Description
A simple and flavorful side dish featuring roasted zucchini tossed with garlic and Mediterranean herbs, perfectly tender and lightly browned to enhance natural sweetness.
Ingredients
Scale
Vegetables
- 2 medium zucchini, sliced into 1/2-inch thick half-moons
Seasonings and Oil
- 1 tablespoon olive oil
- 1 teaspoon dried oregano
- 1 teaspoon dried basil
- 1/2 teaspoon salt
- 1/4 teaspoon black pepper
- 2 cloves garlic, minced
Instructions
- Preheat Oven: Preheat your oven to 400°F (200°C) to ensure it reaches the right temperature for roasting the zucchini evenly.
- Prepare Zucchini: In a large mixing bowl, combine sliced zucchini with olive oil, dried oregano, dried basil, salt, black pepper, and minced garlic. Toss thoroughly to evenly coat all pieces with the seasoning and oil.

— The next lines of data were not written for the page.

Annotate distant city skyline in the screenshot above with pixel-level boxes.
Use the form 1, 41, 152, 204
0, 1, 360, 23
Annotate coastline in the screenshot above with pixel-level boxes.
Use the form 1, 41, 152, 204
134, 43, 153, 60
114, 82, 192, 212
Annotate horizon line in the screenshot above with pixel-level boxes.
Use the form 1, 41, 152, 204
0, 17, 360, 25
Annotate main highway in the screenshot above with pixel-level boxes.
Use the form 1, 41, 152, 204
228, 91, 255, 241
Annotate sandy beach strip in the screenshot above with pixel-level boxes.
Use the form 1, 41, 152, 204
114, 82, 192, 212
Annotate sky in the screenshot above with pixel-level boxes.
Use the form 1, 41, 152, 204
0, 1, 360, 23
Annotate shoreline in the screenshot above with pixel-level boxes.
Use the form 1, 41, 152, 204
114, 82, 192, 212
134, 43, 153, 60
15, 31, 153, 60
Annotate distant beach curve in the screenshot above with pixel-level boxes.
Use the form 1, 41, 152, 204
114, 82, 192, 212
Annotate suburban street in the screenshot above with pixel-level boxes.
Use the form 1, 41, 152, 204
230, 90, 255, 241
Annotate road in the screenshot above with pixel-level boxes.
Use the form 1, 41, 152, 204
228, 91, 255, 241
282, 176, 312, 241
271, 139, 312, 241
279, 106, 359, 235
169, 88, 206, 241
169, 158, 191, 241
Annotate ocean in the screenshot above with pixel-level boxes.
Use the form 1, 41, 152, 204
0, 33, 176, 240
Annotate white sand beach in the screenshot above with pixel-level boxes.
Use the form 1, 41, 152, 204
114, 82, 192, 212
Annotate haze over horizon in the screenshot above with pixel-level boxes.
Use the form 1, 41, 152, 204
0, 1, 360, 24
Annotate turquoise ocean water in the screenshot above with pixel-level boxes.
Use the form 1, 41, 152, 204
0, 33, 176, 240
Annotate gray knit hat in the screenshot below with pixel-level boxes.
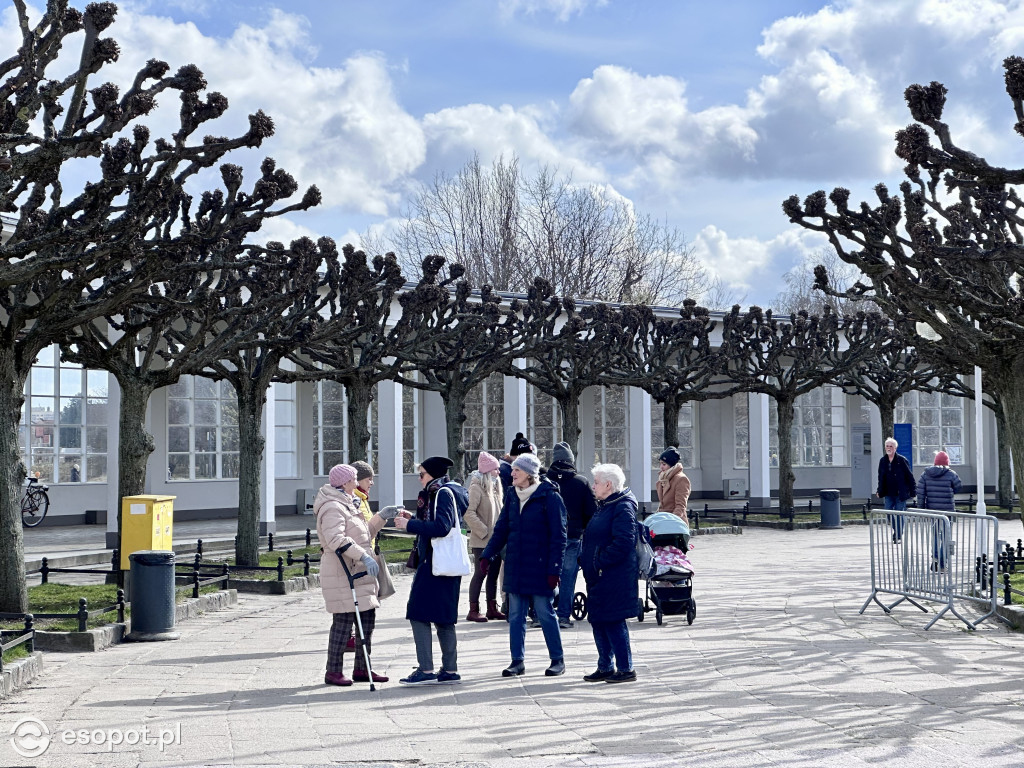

- Arrange on Baking Sheet: Spread the seasoned zucchini slices in a single, even layer on a baking sheet to allow for proper roasting without steaming.
- Roast: Place the baking sheet in the preheated oven and roast the zucchini for 15-20 minutes, or until the pieces are tender and have developed slight browning for a flavorful finish.
- Serve: Remove from oven and enjoy immediately as a tasty side dish, or incorporate it into salads, pasta, or sandwiches for added flavor and texture.
Notes
- Be sure not to overcrowd the baking sheet to ensure even roasting and browning.
- For a more intense garlic flavor, you can add an extra clove or use roasted garlic instead of raw minced.
- This dish pairs well with grilled meats or can be served cold as part of a Mediterranean-inspired salad.
- Leftovers keep well in the refrigerator for up to 3 days and can be reheated gently in a skillet or microwave.